Insomma, in Normal People c’è una colonna sonora ricchissima e articolata. Ma in ogni suo sviluppo, lo scopo è il medesimo: raccontare in sinergia, e al contempo parallelamente, la stessa storia. La storia che Sally Rooney narra nel romanzo, e che con il resto della produzione narra anche sullo schermo. Nelle composizioni di Stephen Rennicks e nei brani non originali inseriti tra gli episodi noi leggiamo lo stesso romanzo ma scritto in una lingua diversa, tradotto secondo i segni della musica. Le declinazioni della trama si sviluppano sulla traccia audio attraverso i generi e l’ampio orizzonte della selezione: ambient, brani solo piano, il synth-pop, la dance, il folk e il cantautorato (soprattutto irlandese), l’elettronica, l’hip-hop, il minimalismo: sono gli ingranaggi per far funzionare questo canale, in autonomia e nel contesto della serie.

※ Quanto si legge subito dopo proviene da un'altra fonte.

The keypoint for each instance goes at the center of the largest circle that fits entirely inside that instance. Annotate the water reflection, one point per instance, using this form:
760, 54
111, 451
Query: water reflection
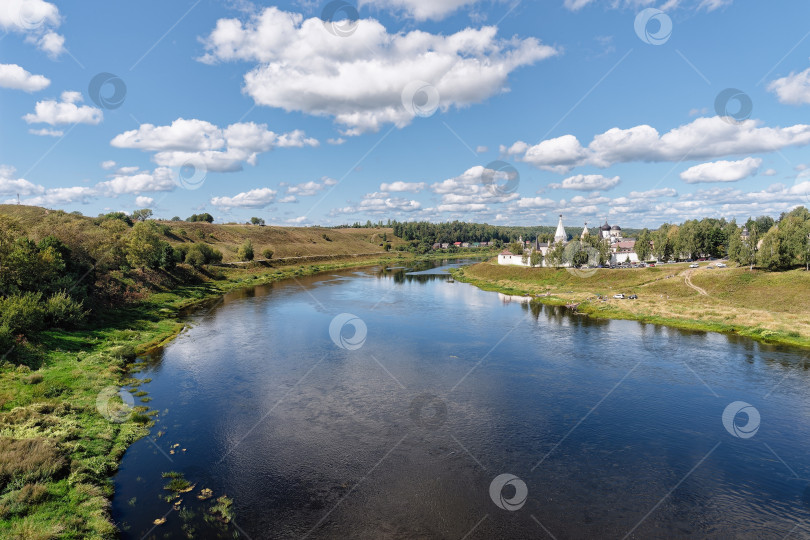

La colonna sonora di Normal People non è solo un semplice decorativo della serie tv, è anche un racconto parallelo; è l’altra corsia della strada, quella che va nello stesso senso della parte visivo/narrativa ed è da essa separata solo dalla striscia tratteggiata: ogni trapasso è quindi consentito, ma c’è un segno di confine. Questo per dire che Normal People è una storia che può anche essere ascoltata, sa parlare al suo pubblico privilegiato anche attraverso la musica. Ed eccola qui nella sua totalità, la soundtrack ufficiale pubblicata dalla Element Pictures, che comprende sia la OST di Rennicks che i brani non originali.

Buon ascolto, buona visione, buona lettura. Quello che preferite, insomma.

P.S.: oltre all’album della original score e alla playlist della soundtrack che trovate linkati qui sopra, potete anche ascoltare la Normal People Official Playlist creata da Spotify, che comprende tutte le canzoni senza le composizioni di Rennicks. Pubblicate da Hulu, invece, sono due playlist intitolate Normal People: Connell’s Playlist e Normal People: Marianne’s Playlist, nelle quali ci sono brani scelti rispettivamente da Paul Mescal e Daisy Edgar-Jones, insieme ai supervisori Maggie Phillips e Julliet Martin, che hanno lo scopo di approfondire i due protagonisti.